Investigators in this military shipyard region near the mouth of Chesapeake Bay have been asking two basic questions: Was the Bounty fit to sail in rough weather? And did the ship needlessly sail into harm's way?

About two months before the disaster, Walbridge, a master sailor with a lifetime of experience at sea, played down the seriousness of sailing through bad weather. "Have we run into stormy seas? We chase hurricanes," Walbridge said in a video interview posted on YouTube. "You don't want to get in front of it," he said. "You want to stay behind it, but you also get a good ride out of a hurricane."

Asked about that comment by Walbridge, Cleveland testified that the captain didn't mean literally chasing hurricanes. "It means we are trying to follow them into a navigable, safer" area of the storm, he said. The idea was "getting behind it, in a safe place" to make use of its favorable winds. "You don't want to be in its path."

Before the ship set sail from New London, the crew was very aware of the approaching hurricane, Cleveland said. Walbridge gathered them for a meeting in which he "mentioned his experience with hurricanes and he said if anybody wanted to leave there would be no hard feelings, no begrudging."

"I believed him," said Cleveland, who was then asked if the crew were offered paid expenses home. "In my experience, if you choose to leave, you would have to find your own way home."

"Nobody decided to leave," Cleveland said.

Walbridge said he wanted to "make tracks" to the south and east as fast as possible, Cleveland said, so the vessel could position itself to get the best winds from Sandy.

The captain believed, Cleveland said, that his ship would be safer riding Sandy out at sea, instead of waiting for the storm to hit them in New London.
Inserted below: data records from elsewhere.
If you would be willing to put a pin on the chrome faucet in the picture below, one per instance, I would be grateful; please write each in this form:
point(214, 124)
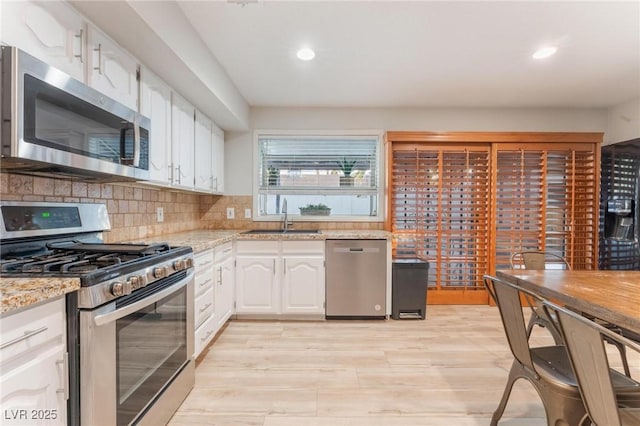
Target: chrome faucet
point(285, 219)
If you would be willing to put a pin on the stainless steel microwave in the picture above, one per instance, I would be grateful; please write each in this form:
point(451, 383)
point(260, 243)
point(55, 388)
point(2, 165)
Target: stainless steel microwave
point(55, 125)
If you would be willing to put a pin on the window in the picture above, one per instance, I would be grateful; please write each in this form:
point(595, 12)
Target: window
point(323, 177)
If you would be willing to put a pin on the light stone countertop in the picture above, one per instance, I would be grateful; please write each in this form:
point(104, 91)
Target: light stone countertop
point(16, 293)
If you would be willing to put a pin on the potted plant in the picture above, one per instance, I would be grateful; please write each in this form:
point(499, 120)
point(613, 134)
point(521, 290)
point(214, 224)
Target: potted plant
point(315, 210)
point(273, 176)
point(346, 167)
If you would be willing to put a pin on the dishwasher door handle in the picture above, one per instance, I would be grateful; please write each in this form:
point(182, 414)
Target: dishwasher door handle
point(356, 250)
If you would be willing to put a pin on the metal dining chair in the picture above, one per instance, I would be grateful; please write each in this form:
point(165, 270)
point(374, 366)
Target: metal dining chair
point(596, 380)
point(537, 260)
point(547, 368)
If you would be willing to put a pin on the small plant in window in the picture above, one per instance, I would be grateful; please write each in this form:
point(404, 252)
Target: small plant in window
point(273, 176)
point(346, 167)
point(315, 210)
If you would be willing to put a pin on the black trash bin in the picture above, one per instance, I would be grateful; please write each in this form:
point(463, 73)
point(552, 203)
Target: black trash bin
point(409, 288)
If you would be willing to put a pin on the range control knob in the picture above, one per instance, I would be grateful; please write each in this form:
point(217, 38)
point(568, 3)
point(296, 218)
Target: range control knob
point(142, 280)
point(117, 289)
point(160, 272)
point(134, 282)
point(179, 265)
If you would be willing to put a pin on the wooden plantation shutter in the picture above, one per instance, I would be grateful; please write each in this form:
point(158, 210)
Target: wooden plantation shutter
point(545, 199)
point(466, 201)
point(439, 199)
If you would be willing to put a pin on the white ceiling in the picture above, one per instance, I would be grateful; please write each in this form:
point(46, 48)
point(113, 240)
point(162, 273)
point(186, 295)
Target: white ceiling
point(425, 53)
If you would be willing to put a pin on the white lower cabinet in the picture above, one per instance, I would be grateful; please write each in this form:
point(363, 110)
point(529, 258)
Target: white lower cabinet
point(280, 277)
point(225, 284)
point(303, 285)
point(214, 293)
point(203, 311)
point(34, 366)
point(256, 289)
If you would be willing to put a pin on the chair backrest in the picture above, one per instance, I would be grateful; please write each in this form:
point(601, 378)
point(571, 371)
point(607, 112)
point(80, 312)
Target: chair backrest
point(538, 260)
point(507, 298)
point(585, 346)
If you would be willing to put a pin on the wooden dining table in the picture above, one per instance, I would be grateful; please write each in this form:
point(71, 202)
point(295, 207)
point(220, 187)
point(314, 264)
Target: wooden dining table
point(613, 296)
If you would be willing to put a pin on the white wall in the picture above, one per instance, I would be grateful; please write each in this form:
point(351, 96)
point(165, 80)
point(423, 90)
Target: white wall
point(238, 145)
point(623, 122)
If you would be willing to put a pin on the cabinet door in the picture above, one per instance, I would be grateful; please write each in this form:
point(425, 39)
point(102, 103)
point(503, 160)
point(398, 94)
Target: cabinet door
point(303, 284)
point(256, 285)
point(111, 70)
point(33, 393)
point(218, 159)
point(203, 158)
point(182, 131)
point(224, 291)
point(155, 103)
point(50, 31)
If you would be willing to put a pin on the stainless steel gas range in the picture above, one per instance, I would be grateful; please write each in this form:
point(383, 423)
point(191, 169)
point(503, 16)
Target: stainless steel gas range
point(130, 326)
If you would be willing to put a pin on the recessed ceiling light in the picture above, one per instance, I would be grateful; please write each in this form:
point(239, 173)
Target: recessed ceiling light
point(306, 54)
point(544, 52)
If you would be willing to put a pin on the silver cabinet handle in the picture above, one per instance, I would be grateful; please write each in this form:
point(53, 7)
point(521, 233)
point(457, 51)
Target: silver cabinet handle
point(136, 144)
point(99, 50)
point(80, 35)
point(27, 334)
point(205, 307)
point(209, 333)
point(65, 377)
point(204, 283)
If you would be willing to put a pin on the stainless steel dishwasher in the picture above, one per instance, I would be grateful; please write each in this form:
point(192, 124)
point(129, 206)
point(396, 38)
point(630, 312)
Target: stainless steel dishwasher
point(356, 274)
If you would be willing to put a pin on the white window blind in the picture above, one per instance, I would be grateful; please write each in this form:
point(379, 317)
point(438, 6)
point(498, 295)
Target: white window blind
point(318, 162)
point(339, 172)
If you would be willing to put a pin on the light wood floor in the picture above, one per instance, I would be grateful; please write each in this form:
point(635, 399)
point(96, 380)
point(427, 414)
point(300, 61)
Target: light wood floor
point(449, 369)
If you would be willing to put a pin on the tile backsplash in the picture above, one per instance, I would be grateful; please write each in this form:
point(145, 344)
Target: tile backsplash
point(132, 207)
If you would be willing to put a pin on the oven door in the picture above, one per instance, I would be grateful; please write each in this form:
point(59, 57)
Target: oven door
point(133, 349)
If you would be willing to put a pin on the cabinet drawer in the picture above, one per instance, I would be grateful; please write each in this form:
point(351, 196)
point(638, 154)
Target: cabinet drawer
point(223, 252)
point(204, 335)
point(303, 247)
point(204, 281)
point(24, 330)
point(203, 260)
point(257, 247)
point(203, 307)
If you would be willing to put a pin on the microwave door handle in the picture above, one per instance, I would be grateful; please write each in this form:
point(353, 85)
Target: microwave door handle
point(136, 144)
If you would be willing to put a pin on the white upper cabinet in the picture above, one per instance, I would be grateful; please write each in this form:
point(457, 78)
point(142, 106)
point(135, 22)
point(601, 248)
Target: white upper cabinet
point(203, 157)
point(155, 103)
point(51, 31)
point(182, 141)
point(111, 70)
point(218, 159)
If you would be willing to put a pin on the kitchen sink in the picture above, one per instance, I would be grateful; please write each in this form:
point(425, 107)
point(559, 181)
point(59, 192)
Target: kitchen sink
point(281, 231)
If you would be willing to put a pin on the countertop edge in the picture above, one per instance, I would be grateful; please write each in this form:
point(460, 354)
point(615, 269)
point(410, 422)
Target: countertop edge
point(19, 293)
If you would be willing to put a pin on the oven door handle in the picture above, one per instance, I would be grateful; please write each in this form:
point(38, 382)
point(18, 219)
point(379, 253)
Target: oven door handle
point(129, 309)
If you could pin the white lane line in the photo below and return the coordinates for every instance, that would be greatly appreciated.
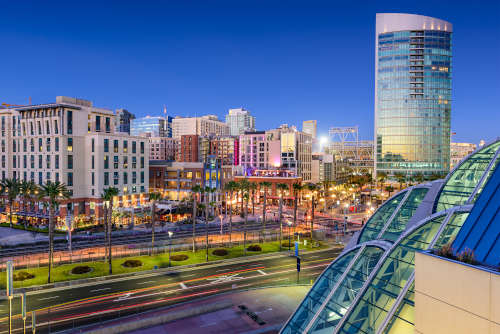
(146, 282)
(46, 298)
Cleveland said he agreed with that point of view, but there were also good arguments to remain in port.

Bounty first mate John Svendsen testified Tuesday that Walbridge wasn't chasing Sandy, but the captain had said "the ship was safer at sea."
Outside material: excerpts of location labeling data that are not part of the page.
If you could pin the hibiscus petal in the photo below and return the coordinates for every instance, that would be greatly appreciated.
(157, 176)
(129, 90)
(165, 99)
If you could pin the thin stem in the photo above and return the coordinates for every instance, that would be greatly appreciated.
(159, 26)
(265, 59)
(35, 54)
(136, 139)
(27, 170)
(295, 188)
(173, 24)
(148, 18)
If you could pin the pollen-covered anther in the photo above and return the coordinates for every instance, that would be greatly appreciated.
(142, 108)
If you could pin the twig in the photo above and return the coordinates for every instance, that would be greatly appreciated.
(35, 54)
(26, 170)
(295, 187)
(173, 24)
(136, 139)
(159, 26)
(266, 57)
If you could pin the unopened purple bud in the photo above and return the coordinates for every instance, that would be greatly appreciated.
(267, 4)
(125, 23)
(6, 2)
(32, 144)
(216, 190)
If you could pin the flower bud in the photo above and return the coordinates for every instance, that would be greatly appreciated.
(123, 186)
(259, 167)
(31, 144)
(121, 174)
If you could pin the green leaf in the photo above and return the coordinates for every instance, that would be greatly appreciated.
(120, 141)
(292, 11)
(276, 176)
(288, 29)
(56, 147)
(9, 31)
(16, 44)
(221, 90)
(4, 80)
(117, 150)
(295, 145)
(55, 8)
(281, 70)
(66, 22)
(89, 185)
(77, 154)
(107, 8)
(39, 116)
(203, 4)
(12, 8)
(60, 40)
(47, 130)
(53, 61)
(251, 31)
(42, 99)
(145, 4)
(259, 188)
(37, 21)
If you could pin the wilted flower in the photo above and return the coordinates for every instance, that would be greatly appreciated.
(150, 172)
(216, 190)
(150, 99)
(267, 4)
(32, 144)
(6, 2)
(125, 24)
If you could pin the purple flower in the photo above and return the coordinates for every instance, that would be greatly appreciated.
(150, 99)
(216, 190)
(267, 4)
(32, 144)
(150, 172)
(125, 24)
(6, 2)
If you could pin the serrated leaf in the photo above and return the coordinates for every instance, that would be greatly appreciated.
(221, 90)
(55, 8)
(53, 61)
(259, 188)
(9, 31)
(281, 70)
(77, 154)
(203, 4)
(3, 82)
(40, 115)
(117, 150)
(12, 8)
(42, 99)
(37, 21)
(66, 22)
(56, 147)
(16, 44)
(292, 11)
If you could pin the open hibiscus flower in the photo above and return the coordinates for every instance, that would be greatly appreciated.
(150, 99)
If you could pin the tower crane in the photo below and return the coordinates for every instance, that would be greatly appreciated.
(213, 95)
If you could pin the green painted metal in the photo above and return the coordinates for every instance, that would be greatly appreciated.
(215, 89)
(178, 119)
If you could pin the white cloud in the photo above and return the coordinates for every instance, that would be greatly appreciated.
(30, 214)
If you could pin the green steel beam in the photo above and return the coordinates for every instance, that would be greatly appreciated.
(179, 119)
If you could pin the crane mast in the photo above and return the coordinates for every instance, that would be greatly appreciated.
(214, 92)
Svendsen testified that as the storm worsened on October 29, he advised Walbridge to abandon ship more than once over a short period. "He said, 'I think we have more time.'" When Svendsen made a third request to the captain to abandon ship, he said Walbridge finally gave the order.

While the 13 other crew members, including Groves and Cleveland, made it safely to two life rafts, Svendsen spent three hours floating alone in his survival suit before Coast Guard rescuers saw his emergency beacon.

The Coast Guard said its goal for the investigation is to determine as much as possible about the cause of the tragedy and whether it was linked to equipment or material failure. Investigators are looking for evidence of "misconduct, inattention to duty, negligence or willful violation of the law."

Did Walbridge make a fatal error? People who weren't there have no right to pass judgment, the captain's widow, Claudia McCann, said last week from her home in St. Petersburg.

Although it's not a criminal hearing, Bounty owner Robert Hansen declined to testify, citing his Fifth Amendment constitutional protections against self-incrimination. Evidence could be forwarded to federal prosecutors.

In Thursday's testimony, Todd Kosakowski of Maine's Boothbay Harbor Shipyard said he raised doubts about Bounty's seaworthiness weeks before it sailed into the storm. He said he told Walbridge he was worried about rotting wood in the Bounty's frame. Walbridge, Kosakowski said, decided against fixing the rot.

"I believe that that could have had an impact on the strength of the vessel," Kosakowski said.

Joe Jakomovicz, a retired manager who worked at the shipyard for four decades, told investigators he disagreed with Kosakowski's analysis. The decay of the Bounty's timbers, he said, wasn't as bad as Kosakowski's assessment. "He's basing his judgment on probably five or six years of experience," Jakomovicz testified.

Claudene Christian's father, Rex, and her mother -- who shares her daughter's first name but goes by Dina -- were also at the hearing. For now, they've declined to speak with reporters.

Their daughter was relatively new to sailing, and told friends in May how excited she was to join the Bounty. A former beauty queen, Christian also said she was a descendant of Fletcher Christian, the infamous mutineer on the real HMS Bounty 220 years ago.

On Friday, her mother sat silently at the side of the hearing room, dabbing her eyes with a handkerchief and sometimes taking notes.